Ein fortwährendes Problem besteht in den Vorurteilen gegenüber psychisch kranken Patienten, aber auch gegenüber der Einrichtung Psychiatrie. Es ist eine permanente Aufgabe der Stigmatisierung von psychisch kranken Patienten entgegenzuwirken. Oft entstehen durch Unkenntnis, durch mangelndes Verständnis, aber auch übermittelte Geschichten über die Psychiatrie Vorurteile, welche sich in der Bevölkerung festigen und dem Alltag in einer Psychiatrie nicht gerecht werden. Es gilt, sich klar zu machen, dass jeder von uns eine Krise im Leben erleiden kann, welche einen „aus der Bahn werfen“ kann: z.B. der Verlust einer sehr nahestehenden Person, ein traumatisches Erlebnis, wie eine Naturkatastrophe oder eine Psychose.

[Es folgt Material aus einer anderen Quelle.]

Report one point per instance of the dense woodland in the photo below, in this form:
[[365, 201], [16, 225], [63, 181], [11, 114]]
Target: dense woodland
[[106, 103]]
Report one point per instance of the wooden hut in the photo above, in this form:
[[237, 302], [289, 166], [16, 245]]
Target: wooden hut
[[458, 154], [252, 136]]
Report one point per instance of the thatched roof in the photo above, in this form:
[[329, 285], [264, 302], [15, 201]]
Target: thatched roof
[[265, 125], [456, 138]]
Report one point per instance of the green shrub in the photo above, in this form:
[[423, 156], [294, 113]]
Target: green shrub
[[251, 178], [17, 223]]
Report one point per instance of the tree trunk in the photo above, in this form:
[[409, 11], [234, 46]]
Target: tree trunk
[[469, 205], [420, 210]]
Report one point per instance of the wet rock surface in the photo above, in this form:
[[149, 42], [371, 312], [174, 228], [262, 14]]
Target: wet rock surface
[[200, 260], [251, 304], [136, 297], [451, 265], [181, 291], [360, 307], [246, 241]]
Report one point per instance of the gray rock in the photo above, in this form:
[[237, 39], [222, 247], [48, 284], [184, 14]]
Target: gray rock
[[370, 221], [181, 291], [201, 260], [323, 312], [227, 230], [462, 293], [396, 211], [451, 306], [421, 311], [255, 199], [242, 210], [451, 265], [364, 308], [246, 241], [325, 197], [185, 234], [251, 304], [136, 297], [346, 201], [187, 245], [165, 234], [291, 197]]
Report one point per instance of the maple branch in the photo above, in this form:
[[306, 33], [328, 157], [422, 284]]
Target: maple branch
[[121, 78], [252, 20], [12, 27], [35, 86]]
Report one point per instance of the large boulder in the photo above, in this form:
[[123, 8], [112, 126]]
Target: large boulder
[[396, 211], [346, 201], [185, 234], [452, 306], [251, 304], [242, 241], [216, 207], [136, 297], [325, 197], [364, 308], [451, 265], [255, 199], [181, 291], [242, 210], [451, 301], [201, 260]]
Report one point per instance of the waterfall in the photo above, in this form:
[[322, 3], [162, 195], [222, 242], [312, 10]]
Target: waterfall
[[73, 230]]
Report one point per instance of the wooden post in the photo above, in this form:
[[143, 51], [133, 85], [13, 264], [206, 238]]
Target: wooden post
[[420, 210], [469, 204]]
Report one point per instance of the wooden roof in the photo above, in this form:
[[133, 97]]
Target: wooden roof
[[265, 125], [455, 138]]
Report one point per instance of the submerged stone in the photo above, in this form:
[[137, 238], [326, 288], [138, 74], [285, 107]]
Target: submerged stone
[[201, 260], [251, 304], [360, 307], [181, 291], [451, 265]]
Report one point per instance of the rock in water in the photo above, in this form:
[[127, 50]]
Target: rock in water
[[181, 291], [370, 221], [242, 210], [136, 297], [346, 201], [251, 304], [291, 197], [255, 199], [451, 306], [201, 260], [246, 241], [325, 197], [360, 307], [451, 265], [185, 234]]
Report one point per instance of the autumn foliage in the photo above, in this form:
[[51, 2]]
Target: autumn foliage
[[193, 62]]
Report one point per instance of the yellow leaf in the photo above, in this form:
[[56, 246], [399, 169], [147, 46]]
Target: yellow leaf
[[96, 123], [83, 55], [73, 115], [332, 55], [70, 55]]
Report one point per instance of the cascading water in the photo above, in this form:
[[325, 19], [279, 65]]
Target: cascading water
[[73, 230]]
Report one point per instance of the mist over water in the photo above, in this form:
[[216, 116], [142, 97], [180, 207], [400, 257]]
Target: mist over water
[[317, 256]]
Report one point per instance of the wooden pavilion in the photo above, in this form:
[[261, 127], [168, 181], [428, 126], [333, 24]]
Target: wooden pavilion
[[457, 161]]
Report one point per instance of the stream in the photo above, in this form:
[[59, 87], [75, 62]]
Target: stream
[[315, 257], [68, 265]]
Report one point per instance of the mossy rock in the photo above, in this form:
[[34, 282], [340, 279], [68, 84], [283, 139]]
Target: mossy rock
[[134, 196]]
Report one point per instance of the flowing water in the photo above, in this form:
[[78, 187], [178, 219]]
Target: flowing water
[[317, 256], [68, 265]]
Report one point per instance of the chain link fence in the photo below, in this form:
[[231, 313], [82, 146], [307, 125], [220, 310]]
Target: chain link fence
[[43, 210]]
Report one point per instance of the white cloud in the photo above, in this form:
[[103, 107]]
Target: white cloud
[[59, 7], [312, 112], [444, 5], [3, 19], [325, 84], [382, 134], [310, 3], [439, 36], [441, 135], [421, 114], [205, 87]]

Es kann jeder in solch eine Lage kommen und wäre nicht auch jeder froh, man würde ihn als Mensch sehen und behandeln? Das ist ein Beitrag, den wir alle leisten können.

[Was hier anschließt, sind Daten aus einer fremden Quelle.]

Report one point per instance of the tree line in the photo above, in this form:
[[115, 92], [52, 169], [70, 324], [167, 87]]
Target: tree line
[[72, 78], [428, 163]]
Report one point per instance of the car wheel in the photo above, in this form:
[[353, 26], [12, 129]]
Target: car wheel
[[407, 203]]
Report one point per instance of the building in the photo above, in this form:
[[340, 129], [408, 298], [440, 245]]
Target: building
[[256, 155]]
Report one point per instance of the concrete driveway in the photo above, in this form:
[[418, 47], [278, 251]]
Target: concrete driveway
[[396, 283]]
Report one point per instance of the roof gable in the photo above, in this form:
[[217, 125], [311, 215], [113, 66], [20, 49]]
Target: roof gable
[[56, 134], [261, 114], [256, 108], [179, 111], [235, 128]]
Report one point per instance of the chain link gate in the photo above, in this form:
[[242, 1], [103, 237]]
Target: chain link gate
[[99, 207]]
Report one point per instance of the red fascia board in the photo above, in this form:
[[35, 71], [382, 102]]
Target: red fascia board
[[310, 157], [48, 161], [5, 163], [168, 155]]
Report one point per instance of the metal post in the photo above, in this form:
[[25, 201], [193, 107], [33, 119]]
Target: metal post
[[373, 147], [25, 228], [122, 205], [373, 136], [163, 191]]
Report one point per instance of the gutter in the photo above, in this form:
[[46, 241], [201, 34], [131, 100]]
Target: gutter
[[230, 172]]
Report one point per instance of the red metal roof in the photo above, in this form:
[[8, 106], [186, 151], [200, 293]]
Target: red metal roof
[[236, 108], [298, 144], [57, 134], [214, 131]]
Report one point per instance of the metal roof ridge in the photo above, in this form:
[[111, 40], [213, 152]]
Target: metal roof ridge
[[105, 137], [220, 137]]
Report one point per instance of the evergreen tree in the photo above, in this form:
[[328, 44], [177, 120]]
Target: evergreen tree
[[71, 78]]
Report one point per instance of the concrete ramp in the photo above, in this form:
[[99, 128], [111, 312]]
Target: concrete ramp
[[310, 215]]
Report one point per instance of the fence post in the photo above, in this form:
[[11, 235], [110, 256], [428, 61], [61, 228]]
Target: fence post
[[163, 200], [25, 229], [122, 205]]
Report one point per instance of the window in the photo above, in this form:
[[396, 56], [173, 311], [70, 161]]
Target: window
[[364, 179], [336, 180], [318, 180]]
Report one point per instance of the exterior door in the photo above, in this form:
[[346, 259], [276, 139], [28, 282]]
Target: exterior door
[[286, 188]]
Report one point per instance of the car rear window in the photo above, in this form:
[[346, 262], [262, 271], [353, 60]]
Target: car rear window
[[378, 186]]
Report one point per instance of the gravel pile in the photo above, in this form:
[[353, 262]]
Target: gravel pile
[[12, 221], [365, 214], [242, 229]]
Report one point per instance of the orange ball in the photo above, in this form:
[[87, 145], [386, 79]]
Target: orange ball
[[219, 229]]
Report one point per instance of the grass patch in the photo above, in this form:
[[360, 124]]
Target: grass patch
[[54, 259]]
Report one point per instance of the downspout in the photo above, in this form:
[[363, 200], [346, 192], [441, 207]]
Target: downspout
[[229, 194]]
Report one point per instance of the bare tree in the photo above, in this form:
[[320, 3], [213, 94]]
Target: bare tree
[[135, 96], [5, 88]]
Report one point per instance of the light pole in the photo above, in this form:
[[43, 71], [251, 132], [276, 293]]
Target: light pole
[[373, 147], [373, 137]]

Was hat Sie überrascht, als Sie in der Psychiatrie angefangen haben zu arbeiten?

Es hat mich beeindruckt, dass der Patient im Mittelpunkt steht und nicht über ihn, sondern mit ihm gesprochen wird. Dies drückt sich in gemeinsamen Visiten mit dem Patienten aus, in der gemeinsamen Behandlungsplanung und durch? Behandlungsverträge. Ein weiterer Punkt ist die Krankheitsbewältigung und die Autonomie des Patienten, die einen sehr hohen Stellenwert hat. All dies sind Werte, die das professionelle Handeln bestimmen.

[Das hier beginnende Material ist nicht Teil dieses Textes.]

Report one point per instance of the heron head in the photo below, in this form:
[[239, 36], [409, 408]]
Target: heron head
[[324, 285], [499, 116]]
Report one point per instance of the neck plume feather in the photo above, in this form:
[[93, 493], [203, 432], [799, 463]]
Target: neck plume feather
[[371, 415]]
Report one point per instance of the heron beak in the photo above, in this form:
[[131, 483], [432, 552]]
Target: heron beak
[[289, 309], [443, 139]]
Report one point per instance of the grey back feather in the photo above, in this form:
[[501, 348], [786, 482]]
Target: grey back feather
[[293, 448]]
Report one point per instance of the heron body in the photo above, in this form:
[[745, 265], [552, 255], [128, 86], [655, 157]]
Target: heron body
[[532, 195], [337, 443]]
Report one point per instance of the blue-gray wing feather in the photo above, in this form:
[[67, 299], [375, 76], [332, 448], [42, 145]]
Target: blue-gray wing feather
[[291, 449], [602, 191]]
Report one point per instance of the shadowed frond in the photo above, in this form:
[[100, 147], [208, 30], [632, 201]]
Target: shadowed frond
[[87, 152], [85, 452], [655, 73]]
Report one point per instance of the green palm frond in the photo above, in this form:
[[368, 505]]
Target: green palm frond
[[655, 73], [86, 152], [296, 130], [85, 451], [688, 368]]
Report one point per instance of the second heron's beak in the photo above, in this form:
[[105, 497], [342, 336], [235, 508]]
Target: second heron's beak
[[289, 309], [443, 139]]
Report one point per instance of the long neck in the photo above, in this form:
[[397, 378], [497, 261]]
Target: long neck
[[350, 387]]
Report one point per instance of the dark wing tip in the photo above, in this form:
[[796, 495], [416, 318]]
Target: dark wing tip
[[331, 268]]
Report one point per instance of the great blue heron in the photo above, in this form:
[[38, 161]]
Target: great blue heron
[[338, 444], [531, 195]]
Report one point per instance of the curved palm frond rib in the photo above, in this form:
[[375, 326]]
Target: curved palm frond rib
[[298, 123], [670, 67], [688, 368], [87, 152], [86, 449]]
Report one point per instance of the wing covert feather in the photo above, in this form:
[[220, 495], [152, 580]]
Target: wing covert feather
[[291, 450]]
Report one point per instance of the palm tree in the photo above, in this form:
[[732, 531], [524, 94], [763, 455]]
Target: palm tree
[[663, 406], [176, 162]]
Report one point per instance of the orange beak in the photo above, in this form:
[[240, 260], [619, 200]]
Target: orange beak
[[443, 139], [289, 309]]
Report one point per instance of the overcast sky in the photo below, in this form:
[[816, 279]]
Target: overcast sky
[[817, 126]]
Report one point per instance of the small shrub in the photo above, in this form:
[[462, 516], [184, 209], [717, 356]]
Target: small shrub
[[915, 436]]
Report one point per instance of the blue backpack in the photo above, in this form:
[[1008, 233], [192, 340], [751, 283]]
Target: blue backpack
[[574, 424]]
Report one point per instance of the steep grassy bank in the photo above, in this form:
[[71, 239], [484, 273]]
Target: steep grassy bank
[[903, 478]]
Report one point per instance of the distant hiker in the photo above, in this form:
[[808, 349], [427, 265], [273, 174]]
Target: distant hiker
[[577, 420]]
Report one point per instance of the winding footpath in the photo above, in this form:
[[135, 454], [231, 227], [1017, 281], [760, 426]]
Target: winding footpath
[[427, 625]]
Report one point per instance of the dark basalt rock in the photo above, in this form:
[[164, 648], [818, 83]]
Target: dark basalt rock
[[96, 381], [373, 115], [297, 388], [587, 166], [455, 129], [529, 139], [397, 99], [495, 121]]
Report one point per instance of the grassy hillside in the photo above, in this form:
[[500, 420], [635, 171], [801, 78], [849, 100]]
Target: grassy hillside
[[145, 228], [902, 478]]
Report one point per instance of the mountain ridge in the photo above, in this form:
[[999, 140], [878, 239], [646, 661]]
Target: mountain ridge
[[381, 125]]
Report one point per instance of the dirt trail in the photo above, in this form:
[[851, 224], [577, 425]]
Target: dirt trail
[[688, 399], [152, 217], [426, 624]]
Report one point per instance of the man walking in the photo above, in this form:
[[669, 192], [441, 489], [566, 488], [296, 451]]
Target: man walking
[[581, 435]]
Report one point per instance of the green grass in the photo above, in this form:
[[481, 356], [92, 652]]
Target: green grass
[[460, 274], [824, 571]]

Diese professionelle Haltung implementiert einen hohen Anspruch an die Mitarbeitenden und bedeutet permanente Investition und Reaktion auf Veränderung. Deshalb sind wir mit dem Projekt „Emmendinger Weg“ gestartet und führen es weiter als Organisationsentwicklungsprojekt mit dem Ziel: auf der einen Seite einem hohen Qualitätsanspruch der Behandlung gerecht zu werden und auf der anderen Seite qualifizierte Mitarbeitende bereitzustellen, die zeitnah Veränderungen mitgestalten, die wichtig und notwendig sind, um eine bestmögliche Versorgung sicher zu stellen. Dies zeichnet für mich die Arbeit im ZfP aus. Zudem braucht man für eine solche Weiterentwicklung wie den „Emmendinger Weg“ Handlungsspielraum, Unterstützung der Kollegen und das Vertrauen der Führung, welches ich im ZfP vollumfänglich genießen darf. Dafür möchte ich mich an dieser Stelle herzlich bedanken.